Compared with the internationally accepted ad hoc arbitration, there are more restricted conditions to be satisfied in the “three-specific-arbitration”. Besides, issues such as whether the specific place in mainland China is confined to the Free Trade Zone (FTZ), what arbitration rules are ad hoc arbitration rules, and whether the specific arbitrators are subject to a more rigorous screening mechanism than those in institutional arbitrations are yet to be defined accurately. In order to enhance practicability and provide guidance for the parties to apply the ad hoc arbitration, Zhuhai Arbitration Commission promulgated the Ad Hoc Arbitration Rules for Hengqin Pilot Free Trade Zone (横琴自由贸易试验区临时仲裁规则) in 2017, and China Internet Arbitration Alliance promulgated the Ad Hoc Arbitration and Institutional Arbitration Docking Rules (临时仲裁与机构仲裁对接规则) in September 2017.

IV. Prospect

1. The “three-specific-arbitration” reflects the development needs of China’s Free Trade Zone.

Since the establishment of the first Pilot FTZ in Shanghai in September 2013, as of September 2019, China has established 18 FTZs in five batches in different provinces across the country. These FTZs have basically covered the most developed areas of China’s foreign investment and trade. The introduction of “three-specific-arbitration”  is an important achievement of the innovation of the rule of law and a big sign of ‘dare to pilot’ in FTZs. It is also a realistic need to optimize China’s business environment and to construct a diversified mechanism for international commercial dispute settlement.
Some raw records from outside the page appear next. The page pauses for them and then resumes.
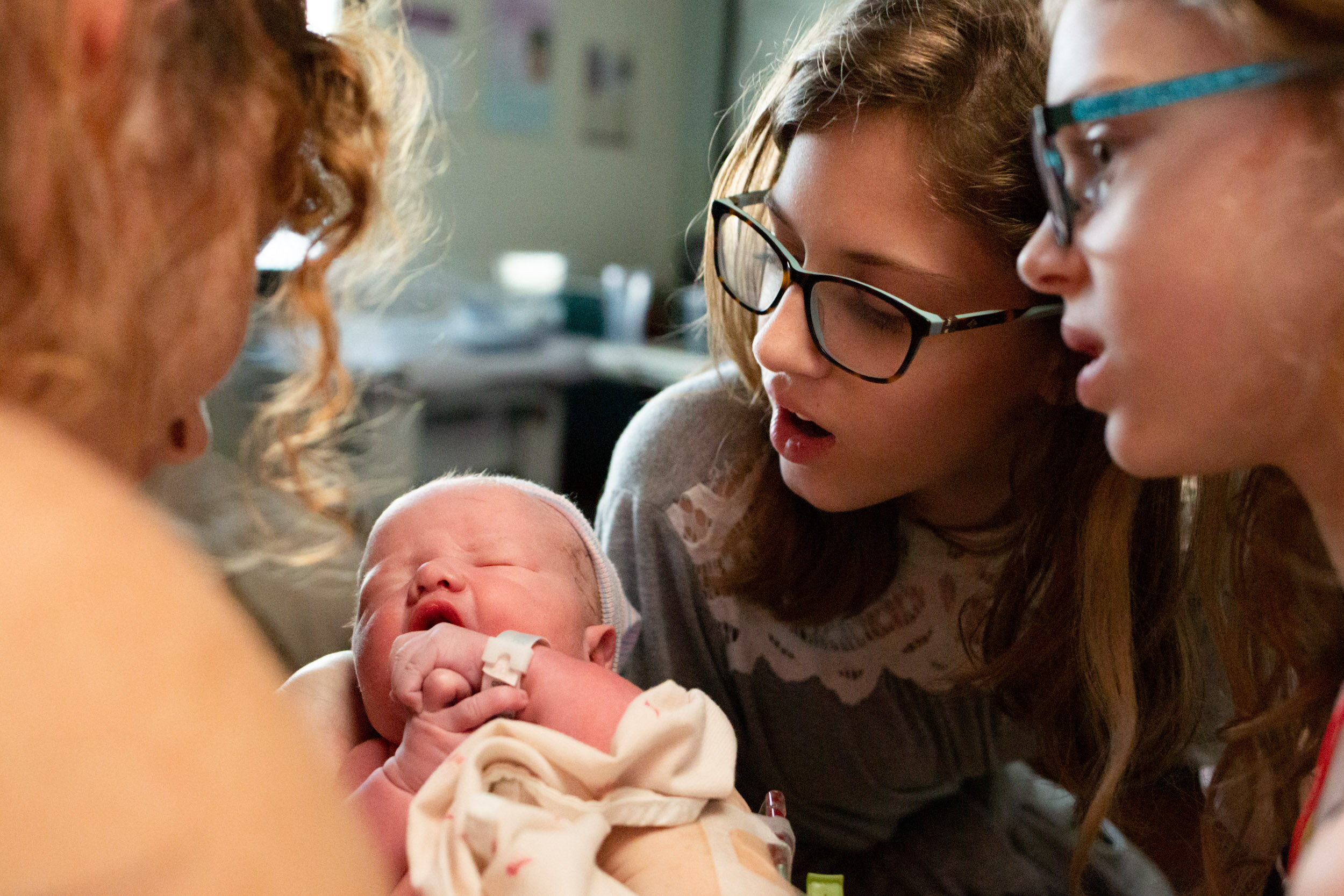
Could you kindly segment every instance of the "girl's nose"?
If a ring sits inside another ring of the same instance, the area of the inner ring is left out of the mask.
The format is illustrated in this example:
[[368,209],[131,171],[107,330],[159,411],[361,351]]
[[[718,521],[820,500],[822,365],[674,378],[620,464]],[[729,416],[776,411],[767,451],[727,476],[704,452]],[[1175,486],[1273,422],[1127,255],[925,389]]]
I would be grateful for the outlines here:
[[802,287],[790,286],[780,305],[757,324],[751,353],[762,369],[820,379],[831,369],[808,330]]
[[1087,262],[1073,244],[1060,246],[1055,239],[1055,222],[1050,215],[1017,253],[1017,277],[1031,289],[1046,296],[1068,298],[1087,285]]
[[458,592],[465,590],[466,575],[461,566],[446,557],[437,557],[422,563],[415,571],[409,596],[414,603],[433,591]]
2. Exploring the ad hoc arbitration is the demand of developing China’s arbitration.

On 31 Dec. 2018, the General Office of the Central Committee of the Communist Party of China and the General Office of the State Council issued Several Opinions on Improving the Arbitration System and Improving the Credibility of Arbitration (关于完善仲裁制度提高仲裁公信力的若干意见) (hereinafter referred to as the 2018 Opinions), which put forward 23 important measures to improve the arbitration system and enhance the credibility of arbitration in view of the common problems existing in China’s current arbitration practice. According to Article 15 of the 2018 Opinions, the development of China’s arbitration should meet the realistic needs of the coordinated development of Beijing, Tianjin and Hebei, the construction of Xiong’an New Area, the development of the Yangtze River Delta Economic Zone, the construction of the Guangdong-Hong Kong-Macao Greater Bay Area, the National Free Trade Pilot Zone and the Hainan Free Trade Port.

As ad hoc arbitration is an indispensable part of the development of China’s arbitration, the exploration of ad hoc arbitration in mainland China becomes an irreversible important trend.

V. Conclusion

It can be predicted that in the future, ad hoc arbitration with Chinese characteristics will form a legal system that can be replicated and popularized nationwide through gradual experience accumulation, forming an arbitration mode of juxtaposition of institutional arbitration and ad hoc arbitration, so as to provide more options for relevant parties to resolve transnational commercial disputes.


[1] Nigel Blackaby et al., Redfern and Hunter on International Arbitration, Oxford University Press, 2009, p.53.